Im doing 3 butts tommorrow but last time I just bought the butts in the A.M. and injected with apple juice and let it go. This time I would like to try something different with 1 of the butts. What do you suggest that I use as a rub that I dont have to go out and buy?
I already did my shopping and am tired of Stupid people.
Thank you in advance.


----------



## localyahoo (May 28, 2009)

Riva's Pulled Pork


10 pound, bone in, pork, shoulder (Boston Butt) 
Shoulder Rub


1/4 cup brown sugar 
1/2 cup sugar 
1/2 cup paprika 
1/3 cup garlic salt 
1/3 cup salt 
1 tbsp chili powder 
1 tsp cayenne pepper 
1 tsp black pepper 
1 tsp oregano 
1 tsp cumin 
Shoulder Injection


3/4 cup apple, juice 
1/2 cup water 
1/2 cup sugar 
1/4 cup salt 
2 tbsp Worcestershire sauce 

Directions: 

Inject shoulder with injection solution (1/2 oz. per-pound). Paste exterior of shoulder with Country Crock margarine. Coat well with rub mixture. Gently pat shoulder so rub will adhere. Cook on pit or smoker for 1 hour per pound on 225 degrees. Do not take off until internal temp reaches 205F. 
Once at temp, remove and wrap in aluminum foil and then, wrap that in an old beach towel. Place in dry ice cooler for minimum of two hours. Remove and pull. Serve on Kaiser roll with sweet cole slaw and cherry BBQ sauce. 
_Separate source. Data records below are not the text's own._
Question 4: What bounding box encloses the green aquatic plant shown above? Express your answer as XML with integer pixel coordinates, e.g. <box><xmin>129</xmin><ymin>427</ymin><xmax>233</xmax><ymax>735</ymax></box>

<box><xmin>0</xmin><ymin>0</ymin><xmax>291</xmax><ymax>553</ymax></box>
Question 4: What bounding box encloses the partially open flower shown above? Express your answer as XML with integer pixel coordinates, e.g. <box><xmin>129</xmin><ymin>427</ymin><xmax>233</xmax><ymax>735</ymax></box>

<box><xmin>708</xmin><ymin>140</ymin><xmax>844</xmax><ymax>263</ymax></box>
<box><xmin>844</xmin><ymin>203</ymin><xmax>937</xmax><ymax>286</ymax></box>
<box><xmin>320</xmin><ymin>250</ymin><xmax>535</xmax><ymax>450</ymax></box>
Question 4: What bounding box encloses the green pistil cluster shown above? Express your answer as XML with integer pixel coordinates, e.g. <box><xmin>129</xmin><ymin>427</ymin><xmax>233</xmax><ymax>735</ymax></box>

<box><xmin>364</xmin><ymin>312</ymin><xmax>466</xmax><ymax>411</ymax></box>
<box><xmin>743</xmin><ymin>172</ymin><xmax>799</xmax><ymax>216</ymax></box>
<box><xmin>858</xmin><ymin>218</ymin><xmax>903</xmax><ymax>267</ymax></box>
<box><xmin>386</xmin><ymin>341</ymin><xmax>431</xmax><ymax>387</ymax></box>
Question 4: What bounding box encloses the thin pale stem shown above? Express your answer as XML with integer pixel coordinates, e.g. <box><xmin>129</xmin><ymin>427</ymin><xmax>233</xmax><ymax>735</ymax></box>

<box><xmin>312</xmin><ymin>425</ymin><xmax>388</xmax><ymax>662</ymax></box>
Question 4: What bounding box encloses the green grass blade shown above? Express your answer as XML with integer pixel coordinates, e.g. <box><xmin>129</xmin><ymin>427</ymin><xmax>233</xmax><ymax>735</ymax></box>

I made my own modifications as far as the cooking times and temps, as you can see in my OP.


----------



## jakeo (Sep 14, 2004)

jakeo said:


> Im doing 3 butts tommorrow but last time I just bought the butts in the A.M. and injected with apple juice and let it go. This time I would like to try something different with 1 of the butts. What do you suggest that I use as a rub that I dont have to go out and buy?
> I already did my shopping and am tired of Stupid people.
> Thank you in advance.


UPDATE: DAY OF STUPID!!

First off, we are having siding put on our house and windows so my garage is a mess to say the least. I had the 3 butts (26#) ready to go so 7am Sunday I go to get the Brinkman but cant find the charcoal pan. I ended up borrowing neighbors and butts were going on at 8:15 after I put a gallon of apple juice in the liquid pan. I went in the house to get the butts, and one of my dogs(the Newfoundland) bumped the smoker and the one leg colapsed causing me to start over with bricks as the third leg. I started out with apple chips then wild cherry branches I personally cut a few years ago. Temps were showing IDEAL to HIGH so I was at ease. At 1PM I added more Kingsford...temps stayed IDEAL. 7PM I put thermometer in...120 degrees.GRRRR. Stirred coals and a few popped out and one disenigrated on the concrete and I took gloves off and tried to stand and put my left hand right on the coals.....burned palm very bad.
Treated I pray the correct way and at 10pm I pulled butts off(actually wife did) and put in my roaster with apple juice over night at 200 degrees. Woke at 6am Today to PERFECT butts falling apart. These were the best butts I've done.
I just mixed in Sweet Baby Rays and on warm in roaster.
My hand is one big blister on palm so I'm debating on a Dr's visit.
Thank God the meat turned out great!!:lol:
A new thermometer is on my list after I buy another Brinkman.
I wish I had the whole day on tape..LOL


----------